And afterward, as she lay gasping on her back and feeling herself to be still giddy, still turning over in the bright play of light—there was a singular moment when she believed she felt the dignified slow rolling of the earth beneath them all.

 

MISTAKE WILD MAN FOR BEAR AFTER CLAMS

I
NDIANS
N
EAR
Q
UILCENE
T
AKE A
S
HOT AT
H
AIRY
M
ONSTER
, W
HICH
M
AKES
O
FF
S
HRIEKING

Victoria, B.C. (Special)

Captain Owen, pilot, reported today that Indians had seen and shot at the wild man, previously reported to have been seen near Qualicum. The creature, which was naked and covered with hair, was engaged in digging clams with his hands when the Indians came, and thinking him a bear shot at him and wounded him. The man ran away shrieking. The Indians returned to Union much frightened, and reported having wounded the wild man.

Search parties sent to look for the creature have failed. Residents of Union and that vicinity believe in the existence of the wild man. Some allege that he is a young man who disappeared twelve years ago.

Seattle Daily Times
,
May 1, 1905

Horrible events

A child dead and my mind in turmoil—how to make sense of it? I have lost my bearings, may not be able to tell the truth even to myself.

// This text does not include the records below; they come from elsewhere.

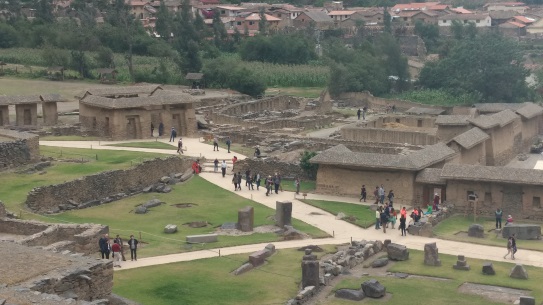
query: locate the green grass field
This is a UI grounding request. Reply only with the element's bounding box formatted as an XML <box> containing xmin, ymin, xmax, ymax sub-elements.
<box><xmin>113</xmin><ymin>246</ymin><xmax>334</xmax><ymax>305</ymax></box>
<box><xmin>434</xmin><ymin>215</ymin><xmax>543</xmax><ymax>251</ymax></box>
<box><xmin>0</xmin><ymin>146</ymin><xmax>168</xmax><ymax>212</ymax></box>
<box><xmin>106</xmin><ymin>141</ymin><xmax>177</xmax><ymax>150</ymax></box>
<box><xmin>301</xmin><ymin>199</ymin><xmax>375</xmax><ymax>228</ymax></box>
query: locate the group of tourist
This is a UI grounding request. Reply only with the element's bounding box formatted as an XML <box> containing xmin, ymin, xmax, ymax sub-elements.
<box><xmin>98</xmin><ymin>234</ymin><xmax>139</xmax><ymax>268</ymax></box>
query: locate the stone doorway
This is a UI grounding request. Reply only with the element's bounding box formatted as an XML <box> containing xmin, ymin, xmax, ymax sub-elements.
<box><xmin>23</xmin><ymin>109</ymin><xmax>32</xmax><ymax>125</ymax></box>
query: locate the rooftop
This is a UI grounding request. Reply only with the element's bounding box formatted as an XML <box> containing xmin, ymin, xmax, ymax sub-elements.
<box><xmin>441</xmin><ymin>164</ymin><xmax>543</xmax><ymax>185</ymax></box>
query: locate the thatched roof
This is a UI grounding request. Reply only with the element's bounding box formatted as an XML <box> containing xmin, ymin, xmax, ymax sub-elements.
<box><xmin>79</xmin><ymin>93</ymin><xmax>195</xmax><ymax>109</ymax></box>
<box><xmin>415</xmin><ymin>168</ymin><xmax>447</xmax><ymax>185</ymax></box>
<box><xmin>75</xmin><ymin>85</ymin><xmax>162</xmax><ymax>99</ymax></box>
<box><xmin>441</xmin><ymin>164</ymin><xmax>543</xmax><ymax>185</ymax></box>
<box><xmin>310</xmin><ymin>143</ymin><xmax>455</xmax><ymax>171</ymax></box>
<box><xmin>451</xmin><ymin>127</ymin><xmax>490</xmax><ymax>149</ymax></box>
<box><xmin>435</xmin><ymin>115</ymin><xmax>471</xmax><ymax>126</ymax></box>
<box><xmin>516</xmin><ymin>103</ymin><xmax>543</xmax><ymax>119</ymax></box>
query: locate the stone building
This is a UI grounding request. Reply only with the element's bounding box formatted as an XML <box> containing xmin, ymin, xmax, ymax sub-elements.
<box><xmin>77</xmin><ymin>86</ymin><xmax>200</xmax><ymax>140</ymax></box>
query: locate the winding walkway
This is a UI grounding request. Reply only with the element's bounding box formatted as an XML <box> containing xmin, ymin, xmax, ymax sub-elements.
<box><xmin>40</xmin><ymin>138</ymin><xmax>543</xmax><ymax>270</ymax></box>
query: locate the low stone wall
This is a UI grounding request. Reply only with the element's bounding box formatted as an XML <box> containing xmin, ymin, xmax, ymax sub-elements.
<box><xmin>26</xmin><ymin>157</ymin><xmax>193</xmax><ymax>213</ymax></box>
<box><xmin>341</xmin><ymin>127</ymin><xmax>438</xmax><ymax>145</ymax></box>
<box><xmin>234</xmin><ymin>158</ymin><xmax>315</xmax><ymax>180</ymax></box>
<box><xmin>0</xmin><ymin>129</ymin><xmax>40</xmax><ymax>171</ymax></box>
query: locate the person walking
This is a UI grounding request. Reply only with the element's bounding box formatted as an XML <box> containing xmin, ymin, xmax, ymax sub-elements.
<box><xmin>177</xmin><ymin>138</ymin><xmax>183</xmax><ymax>154</ymax></box>
<box><xmin>226</xmin><ymin>137</ymin><xmax>232</xmax><ymax>153</ymax></box>
<box><xmin>213</xmin><ymin>137</ymin><xmax>219</xmax><ymax>151</ymax></box>
<box><xmin>221</xmin><ymin>160</ymin><xmax>226</xmax><ymax>178</ymax></box>
<box><xmin>128</xmin><ymin>235</ymin><xmax>138</xmax><ymax>261</ymax></box>
<box><xmin>98</xmin><ymin>234</ymin><xmax>109</xmax><ymax>259</ymax></box>
<box><xmin>111</xmin><ymin>241</ymin><xmax>121</xmax><ymax>268</ymax></box>
<box><xmin>359</xmin><ymin>185</ymin><xmax>367</xmax><ymax>202</ymax></box>
<box><xmin>494</xmin><ymin>208</ymin><xmax>503</xmax><ymax>230</ymax></box>
<box><xmin>169</xmin><ymin>127</ymin><xmax>177</xmax><ymax>142</ymax></box>
<box><xmin>398</xmin><ymin>215</ymin><xmax>407</xmax><ymax>236</ymax></box>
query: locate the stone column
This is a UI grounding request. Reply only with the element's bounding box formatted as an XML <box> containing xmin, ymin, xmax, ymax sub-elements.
<box><xmin>275</xmin><ymin>201</ymin><xmax>292</xmax><ymax>228</ymax></box>
<box><xmin>238</xmin><ymin>206</ymin><xmax>255</xmax><ymax>232</ymax></box>
<box><xmin>302</xmin><ymin>249</ymin><xmax>320</xmax><ymax>288</ymax></box>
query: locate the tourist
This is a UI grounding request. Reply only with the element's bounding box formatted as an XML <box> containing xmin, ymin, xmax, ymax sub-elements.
<box><xmin>388</xmin><ymin>209</ymin><xmax>398</xmax><ymax>229</ymax></box>
<box><xmin>213</xmin><ymin>158</ymin><xmax>219</xmax><ymax>172</ymax></box>
<box><xmin>503</xmin><ymin>236</ymin><xmax>513</xmax><ymax>259</ymax></box>
<box><xmin>373</xmin><ymin>186</ymin><xmax>379</xmax><ymax>204</ymax></box>
<box><xmin>111</xmin><ymin>242</ymin><xmax>121</xmax><ymax>268</ymax></box>
<box><xmin>294</xmin><ymin>177</ymin><xmax>300</xmax><ymax>195</ymax></box>
<box><xmin>213</xmin><ymin>137</ymin><xmax>219</xmax><ymax>151</ymax></box>
<box><xmin>226</xmin><ymin>137</ymin><xmax>232</xmax><ymax>153</ymax></box>
<box><xmin>177</xmin><ymin>138</ymin><xmax>183</xmax><ymax>154</ymax></box>
<box><xmin>254</xmin><ymin>145</ymin><xmax>260</xmax><ymax>158</ymax></box>
<box><xmin>158</xmin><ymin>122</ymin><xmax>164</xmax><ymax>137</ymax></box>
<box><xmin>232</xmin><ymin>156</ymin><xmax>238</xmax><ymax>171</ymax></box>
<box><xmin>221</xmin><ymin>160</ymin><xmax>226</xmax><ymax>178</ymax></box>
<box><xmin>273</xmin><ymin>173</ymin><xmax>281</xmax><ymax>194</ymax></box>
<box><xmin>128</xmin><ymin>235</ymin><xmax>138</xmax><ymax>261</ymax></box>
<box><xmin>98</xmin><ymin>234</ymin><xmax>110</xmax><ymax>259</ymax></box>
<box><xmin>387</xmin><ymin>190</ymin><xmax>394</xmax><ymax>207</ymax></box>
<box><xmin>232</xmin><ymin>173</ymin><xmax>238</xmax><ymax>191</ymax></box>
<box><xmin>398</xmin><ymin>215</ymin><xmax>407</xmax><ymax>236</ymax></box>
<box><xmin>433</xmin><ymin>193</ymin><xmax>441</xmax><ymax>211</ymax></box>
<box><xmin>359</xmin><ymin>184</ymin><xmax>367</xmax><ymax>202</ymax></box>
<box><xmin>375</xmin><ymin>207</ymin><xmax>381</xmax><ymax>230</ymax></box>
<box><xmin>379</xmin><ymin>184</ymin><xmax>385</xmax><ymax>204</ymax></box>
<box><xmin>494</xmin><ymin>208</ymin><xmax>503</xmax><ymax>230</ymax></box>
<box><xmin>169</xmin><ymin>127</ymin><xmax>177</xmax><ymax>142</ymax></box>
<box><xmin>505</xmin><ymin>215</ymin><xmax>513</xmax><ymax>226</ymax></box>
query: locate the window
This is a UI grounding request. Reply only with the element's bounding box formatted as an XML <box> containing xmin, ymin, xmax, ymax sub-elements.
<box><xmin>532</xmin><ymin>197</ymin><xmax>541</xmax><ymax>209</ymax></box>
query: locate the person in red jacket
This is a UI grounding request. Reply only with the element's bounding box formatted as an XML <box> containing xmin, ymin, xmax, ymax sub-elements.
<box><xmin>111</xmin><ymin>241</ymin><xmax>122</xmax><ymax>268</ymax></box>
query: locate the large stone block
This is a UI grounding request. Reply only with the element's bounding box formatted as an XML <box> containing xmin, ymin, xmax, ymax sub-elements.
<box><xmin>386</xmin><ymin>243</ymin><xmax>409</xmax><ymax>261</ymax></box>
<box><xmin>502</xmin><ymin>223</ymin><xmax>541</xmax><ymax>240</ymax></box>
<box><xmin>238</xmin><ymin>206</ymin><xmax>255</xmax><ymax>232</ymax></box>
<box><xmin>468</xmin><ymin>224</ymin><xmax>485</xmax><ymax>238</ymax></box>
<box><xmin>275</xmin><ymin>201</ymin><xmax>292</xmax><ymax>228</ymax></box>
<box><xmin>186</xmin><ymin>234</ymin><xmax>218</xmax><ymax>244</ymax></box>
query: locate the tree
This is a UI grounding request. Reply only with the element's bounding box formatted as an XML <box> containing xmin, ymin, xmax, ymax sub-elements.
<box><xmin>419</xmin><ymin>33</ymin><xmax>531</xmax><ymax>102</ymax></box>
<box><xmin>300</xmin><ymin>150</ymin><xmax>319</xmax><ymax>179</ymax></box>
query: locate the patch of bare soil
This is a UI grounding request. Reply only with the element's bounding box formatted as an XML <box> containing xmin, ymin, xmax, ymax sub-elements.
<box><xmin>458</xmin><ymin>283</ymin><xmax>530</xmax><ymax>304</ymax></box>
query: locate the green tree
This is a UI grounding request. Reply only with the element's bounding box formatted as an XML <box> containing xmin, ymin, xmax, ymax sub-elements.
<box><xmin>300</xmin><ymin>150</ymin><xmax>319</xmax><ymax>179</ymax></box>
<box><xmin>419</xmin><ymin>33</ymin><xmax>531</xmax><ymax>102</ymax></box>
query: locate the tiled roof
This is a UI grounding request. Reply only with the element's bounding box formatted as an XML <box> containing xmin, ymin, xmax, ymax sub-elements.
<box><xmin>80</xmin><ymin>93</ymin><xmax>195</xmax><ymax>109</ymax></box>
<box><xmin>311</xmin><ymin>143</ymin><xmax>455</xmax><ymax>171</ymax></box>
<box><xmin>516</xmin><ymin>103</ymin><xmax>543</xmax><ymax>119</ymax></box>
<box><xmin>415</xmin><ymin>167</ymin><xmax>447</xmax><ymax>185</ymax></box>
<box><xmin>435</xmin><ymin>114</ymin><xmax>471</xmax><ymax>125</ymax></box>
<box><xmin>441</xmin><ymin>164</ymin><xmax>543</xmax><ymax>185</ymax></box>
<box><xmin>451</xmin><ymin>127</ymin><xmax>490</xmax><ymax>149</ymax></box>
<box><xmin>405</xmin><ymin>107</ymin><xmax>445</xmax><ymax>115</ymax></box>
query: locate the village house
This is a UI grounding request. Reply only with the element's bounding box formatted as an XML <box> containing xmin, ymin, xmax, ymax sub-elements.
<box><xmin>77</xmin><ymin>86</ymin><xmax>196</xmax><ymax>140</ymax></box>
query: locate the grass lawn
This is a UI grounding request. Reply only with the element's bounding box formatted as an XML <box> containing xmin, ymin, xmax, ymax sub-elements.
<box><xmin>434</xmin><ymin>215</ymin><xmax>543</xmax><ymax>251</ymax></box>
<box><xmin>106</xmin><ymin>141</ymin><xmax>177</xmax><ymax>150</ymax></box>
<box><xmin>301</xmin><ymin>199</ymin><xmax>375</xmax><ymax>228</ymax></box>
<box><xmin>0</xmin><ymin>146</ymin><xmax>169</xmax><ymax>212</ymax></box>
<box><xmin>336</xmin><ymin>248</ymin><xmax>543</xmax><ymax>305</ymax></box>
<box><xmin>29</xmin><ymin>176</ymin><xmax>328</xmax><ymax>257</ymax></box>
<box><xmin>266</xmin><ymin>87</ymin><xmax>325</xmax><ymax>98</ymax></box>
<box><xmin>113</xmin><ymin>246</ymin><xmax>334</xmax><ymax>305</ymax></box>
<box><xmin>40</xmin><ymin>136</ymin><xmax>100</xmax><ymax>141</ymax></box>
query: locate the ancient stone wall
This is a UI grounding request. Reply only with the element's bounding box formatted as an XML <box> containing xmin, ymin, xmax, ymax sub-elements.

When you have seen no other person for days on end, you begin to forget what you look like, which is my only blame—I hope is my only blame—and the rest falling on the men, who must have been startled—I must look a strange creature with wild untended hair, filthy red mane tangled with twigs and mosses, and from that distance my mud-daubed coat and trousers maybe mistaken for an animal's thick fur—and I shrieked when I saw them, the two men strolling suddenly out of the dense brush—men!—but in my throat after so long no human language, a wordless animal cry of pure astonishment, which turned their heads, of course, knocked them back, but my God! To kill! The one in a plaid shirt—his pants were stagged, high-lace boots, a miner's getup—lifted his rifle so quick with no thought in it, just fired, and I was utterly taken by surprise, could not speak,
stood paralyzed while the other one—suspenders, a mustache, a foolish canvas hat—took his aim deliberately and tried to kill me, and if I had formed a thought—to speak humanly, to make myself known—it was driven out of me by the bullet whizzing past my ear—I bolted like a rabbit for the cover of the woods.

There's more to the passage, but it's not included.